Majisign Ltd may also disclose your personal information:
We may provide aggregated statistics (including information derived from your data) about our sales, traffic patterns, and related website information to trustworthy third parties. We will do this for the purpose of carrying out assessments, analysis and research in relation to our business, products, services and customers. This is to assist in the provision of services and products to you, and to facilitate reviews, developments and improvements to our web site and the services and products offered to you. The statistics we disclose to those third parties will not include personally identifying information.
We may provide information to the police, regulators, law enforcement or other government agency where the law requires this, where appropriate to prevent or detect criminal activity.
What we would also like to do with it
We would like to use your name and email address to inform you of our future offers and similar products. This may include delivery, reviews, or other products. We may contact you about these by telephone, mail, email and SMS, using the contact details you provide and update us with, which we obtain or update with you in our dealings.
This information is not shared with third parties and you can unsubscribe at any time via phone, email or our website. If this is something you would like to sign up to, you can do so through our site; entering your email address in the subscription box at the end of the page or through the ordering process
If you no longer want to be contacted by post or telephone you can email us at firstname.lastname@example.org, call us on 0800 7835887 or write to us at: 66 Eastern Way, Bury St Edmunds, Suffolk IP32 7AB. If you do so, please bear with us for a short time whilst we adjust our records. This may take up to 10 days.
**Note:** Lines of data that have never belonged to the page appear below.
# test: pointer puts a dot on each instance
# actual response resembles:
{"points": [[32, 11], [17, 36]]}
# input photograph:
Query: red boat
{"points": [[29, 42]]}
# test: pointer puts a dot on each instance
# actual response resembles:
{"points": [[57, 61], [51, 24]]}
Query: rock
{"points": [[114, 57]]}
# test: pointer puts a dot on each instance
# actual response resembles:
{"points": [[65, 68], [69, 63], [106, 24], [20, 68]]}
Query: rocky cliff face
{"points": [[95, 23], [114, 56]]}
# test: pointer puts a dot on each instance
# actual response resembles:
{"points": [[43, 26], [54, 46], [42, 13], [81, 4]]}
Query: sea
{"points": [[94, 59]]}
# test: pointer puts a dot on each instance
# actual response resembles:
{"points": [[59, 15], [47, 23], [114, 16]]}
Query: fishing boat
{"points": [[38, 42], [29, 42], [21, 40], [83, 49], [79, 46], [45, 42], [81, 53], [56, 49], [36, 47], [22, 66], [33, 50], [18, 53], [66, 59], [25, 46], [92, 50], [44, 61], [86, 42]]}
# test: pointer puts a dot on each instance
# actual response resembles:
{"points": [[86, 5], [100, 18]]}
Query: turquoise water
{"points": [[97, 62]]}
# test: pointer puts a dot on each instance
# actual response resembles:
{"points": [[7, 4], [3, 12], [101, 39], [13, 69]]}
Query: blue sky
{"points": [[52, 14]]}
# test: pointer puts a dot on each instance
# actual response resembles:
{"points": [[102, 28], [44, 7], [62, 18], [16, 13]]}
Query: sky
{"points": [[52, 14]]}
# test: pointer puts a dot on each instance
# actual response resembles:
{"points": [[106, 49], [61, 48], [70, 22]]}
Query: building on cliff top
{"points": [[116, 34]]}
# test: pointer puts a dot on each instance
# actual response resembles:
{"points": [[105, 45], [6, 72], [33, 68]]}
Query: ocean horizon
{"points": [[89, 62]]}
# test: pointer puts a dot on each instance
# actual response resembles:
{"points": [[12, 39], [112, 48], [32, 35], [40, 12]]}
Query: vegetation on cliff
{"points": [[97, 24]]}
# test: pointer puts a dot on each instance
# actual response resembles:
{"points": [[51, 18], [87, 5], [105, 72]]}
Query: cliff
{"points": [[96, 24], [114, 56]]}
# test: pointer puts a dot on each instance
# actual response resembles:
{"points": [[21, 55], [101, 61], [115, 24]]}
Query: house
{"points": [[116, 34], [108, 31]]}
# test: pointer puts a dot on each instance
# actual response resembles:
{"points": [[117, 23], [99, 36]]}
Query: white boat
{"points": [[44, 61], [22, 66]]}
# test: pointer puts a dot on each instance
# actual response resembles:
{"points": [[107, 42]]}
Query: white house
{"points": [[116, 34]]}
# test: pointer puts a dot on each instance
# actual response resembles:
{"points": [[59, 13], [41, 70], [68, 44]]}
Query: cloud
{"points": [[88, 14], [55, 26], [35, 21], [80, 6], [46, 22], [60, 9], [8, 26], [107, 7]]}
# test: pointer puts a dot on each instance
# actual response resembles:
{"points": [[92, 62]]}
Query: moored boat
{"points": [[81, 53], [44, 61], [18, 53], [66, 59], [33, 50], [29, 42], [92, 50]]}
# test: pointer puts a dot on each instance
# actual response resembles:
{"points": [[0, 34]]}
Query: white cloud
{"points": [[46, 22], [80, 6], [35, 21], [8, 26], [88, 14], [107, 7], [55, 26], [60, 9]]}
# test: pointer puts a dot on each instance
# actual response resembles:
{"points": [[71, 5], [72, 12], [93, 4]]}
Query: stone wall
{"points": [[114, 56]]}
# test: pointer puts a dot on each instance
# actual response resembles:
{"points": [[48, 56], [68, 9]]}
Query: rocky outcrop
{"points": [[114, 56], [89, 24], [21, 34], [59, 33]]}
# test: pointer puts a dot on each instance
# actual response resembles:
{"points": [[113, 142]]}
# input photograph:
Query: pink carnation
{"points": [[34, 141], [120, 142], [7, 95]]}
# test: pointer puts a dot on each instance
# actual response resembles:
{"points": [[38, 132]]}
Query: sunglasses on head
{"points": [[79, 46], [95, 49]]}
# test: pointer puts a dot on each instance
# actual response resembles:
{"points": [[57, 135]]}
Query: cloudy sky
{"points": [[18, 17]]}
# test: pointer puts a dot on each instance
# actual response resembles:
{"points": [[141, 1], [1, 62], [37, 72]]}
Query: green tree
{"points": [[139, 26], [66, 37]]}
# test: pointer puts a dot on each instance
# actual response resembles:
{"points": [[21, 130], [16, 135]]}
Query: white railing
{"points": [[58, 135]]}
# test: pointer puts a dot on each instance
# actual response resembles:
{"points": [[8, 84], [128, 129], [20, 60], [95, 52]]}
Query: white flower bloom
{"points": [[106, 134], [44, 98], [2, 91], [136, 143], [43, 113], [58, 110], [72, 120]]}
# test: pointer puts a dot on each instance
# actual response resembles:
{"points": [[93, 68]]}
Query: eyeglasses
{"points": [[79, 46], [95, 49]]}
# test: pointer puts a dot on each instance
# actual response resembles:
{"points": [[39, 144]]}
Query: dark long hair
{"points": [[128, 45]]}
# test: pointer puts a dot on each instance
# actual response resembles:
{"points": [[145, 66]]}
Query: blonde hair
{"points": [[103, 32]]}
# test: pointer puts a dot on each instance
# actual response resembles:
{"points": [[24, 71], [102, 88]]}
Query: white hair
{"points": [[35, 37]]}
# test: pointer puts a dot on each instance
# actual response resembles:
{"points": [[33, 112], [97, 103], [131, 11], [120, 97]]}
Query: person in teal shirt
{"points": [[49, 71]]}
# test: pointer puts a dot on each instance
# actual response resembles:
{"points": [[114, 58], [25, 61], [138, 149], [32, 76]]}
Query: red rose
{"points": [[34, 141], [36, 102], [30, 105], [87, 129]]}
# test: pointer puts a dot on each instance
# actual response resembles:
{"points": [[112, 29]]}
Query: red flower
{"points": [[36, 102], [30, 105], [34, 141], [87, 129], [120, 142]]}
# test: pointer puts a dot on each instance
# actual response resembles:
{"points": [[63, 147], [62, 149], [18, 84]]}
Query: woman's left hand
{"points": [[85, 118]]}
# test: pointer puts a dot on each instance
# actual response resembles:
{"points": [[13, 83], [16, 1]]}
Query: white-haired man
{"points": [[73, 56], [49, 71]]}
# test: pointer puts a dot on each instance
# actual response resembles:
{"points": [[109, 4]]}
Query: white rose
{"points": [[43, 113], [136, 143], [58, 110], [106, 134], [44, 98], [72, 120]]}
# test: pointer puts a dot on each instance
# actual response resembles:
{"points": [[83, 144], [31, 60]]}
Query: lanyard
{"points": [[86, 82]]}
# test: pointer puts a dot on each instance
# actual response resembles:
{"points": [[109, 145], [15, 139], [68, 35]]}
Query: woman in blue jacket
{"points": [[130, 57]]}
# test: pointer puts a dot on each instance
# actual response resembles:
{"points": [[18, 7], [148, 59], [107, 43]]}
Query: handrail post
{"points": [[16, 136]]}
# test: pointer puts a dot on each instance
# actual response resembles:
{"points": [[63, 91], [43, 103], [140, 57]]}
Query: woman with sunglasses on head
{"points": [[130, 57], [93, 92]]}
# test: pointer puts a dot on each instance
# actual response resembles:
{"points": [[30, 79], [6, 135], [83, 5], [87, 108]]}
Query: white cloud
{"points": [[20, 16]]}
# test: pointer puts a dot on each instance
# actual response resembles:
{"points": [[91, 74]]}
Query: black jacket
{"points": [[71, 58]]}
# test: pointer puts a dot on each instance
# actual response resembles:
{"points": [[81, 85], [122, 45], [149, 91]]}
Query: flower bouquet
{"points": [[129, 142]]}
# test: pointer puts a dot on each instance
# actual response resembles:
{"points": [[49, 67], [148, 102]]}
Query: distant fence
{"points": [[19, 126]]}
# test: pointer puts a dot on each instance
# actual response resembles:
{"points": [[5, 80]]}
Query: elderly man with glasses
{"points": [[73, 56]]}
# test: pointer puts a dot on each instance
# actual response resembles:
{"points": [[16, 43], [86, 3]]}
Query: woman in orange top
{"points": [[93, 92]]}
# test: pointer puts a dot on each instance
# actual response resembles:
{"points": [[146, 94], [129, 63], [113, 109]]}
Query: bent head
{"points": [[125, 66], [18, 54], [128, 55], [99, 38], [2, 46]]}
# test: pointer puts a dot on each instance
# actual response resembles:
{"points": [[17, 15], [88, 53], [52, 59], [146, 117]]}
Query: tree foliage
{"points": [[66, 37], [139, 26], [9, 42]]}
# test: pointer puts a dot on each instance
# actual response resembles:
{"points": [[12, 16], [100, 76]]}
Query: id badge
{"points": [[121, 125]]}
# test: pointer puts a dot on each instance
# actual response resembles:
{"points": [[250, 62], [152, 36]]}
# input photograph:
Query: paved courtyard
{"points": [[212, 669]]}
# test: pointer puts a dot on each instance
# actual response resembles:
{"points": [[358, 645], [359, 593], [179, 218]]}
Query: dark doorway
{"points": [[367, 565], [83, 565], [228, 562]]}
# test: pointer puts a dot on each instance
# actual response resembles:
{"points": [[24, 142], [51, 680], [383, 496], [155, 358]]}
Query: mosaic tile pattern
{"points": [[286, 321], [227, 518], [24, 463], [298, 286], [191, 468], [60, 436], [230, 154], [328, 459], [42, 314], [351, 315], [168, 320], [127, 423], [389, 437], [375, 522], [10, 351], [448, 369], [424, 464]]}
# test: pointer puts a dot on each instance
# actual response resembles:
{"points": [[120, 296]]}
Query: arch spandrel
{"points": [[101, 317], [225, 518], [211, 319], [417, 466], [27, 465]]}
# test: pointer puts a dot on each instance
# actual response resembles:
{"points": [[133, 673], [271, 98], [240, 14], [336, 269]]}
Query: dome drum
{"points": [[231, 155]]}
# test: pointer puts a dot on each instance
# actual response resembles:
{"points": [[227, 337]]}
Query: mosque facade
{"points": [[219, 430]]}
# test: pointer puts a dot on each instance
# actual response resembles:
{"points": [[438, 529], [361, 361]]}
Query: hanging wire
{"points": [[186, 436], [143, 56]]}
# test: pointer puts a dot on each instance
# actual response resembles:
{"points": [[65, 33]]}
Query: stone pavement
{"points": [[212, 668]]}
Please remember to use the international dialling code (+44) when calling from outside the UK
If you don't want to be contacted by email, please unsubscribe from any incoming mail or via contact us on our website.
Please note that Majisign Ltd would not necessarily remove all your details from its records but would note and respect your changed marketing preferences.
What are your rights?
If at any point you believe the information we process on you is incorrect you can request to see this information and even have it corrected or deleted. If you wish to raise a complaint on how we have handled your personal data, you can contact us and our Data Protection Officer will investigate the matter.
If you are not satisfied with our response or believe we are processing your personal data not in accordance with the law you can complain to the Information Commissioner’s Office (ICO).
Security and Storage
Due to the transient nature of the internet, Majisign Ltd cannot guarantee the security of any information you provide online. We have policies, rules and measures in place and try to take all reasonable steps to safeguard your personal information.
Our secure server software encrypts all your payment card details. The process scrambles all the information, allowing no unauthorised third party to intercept the data. Your browser will confirm that you are shopping in a secure environment by showing either a locked padlock icon or an image of a padlock next to the payment details in the relevant area of our website. For your security, when ordering from us we only use TLS 3 technology.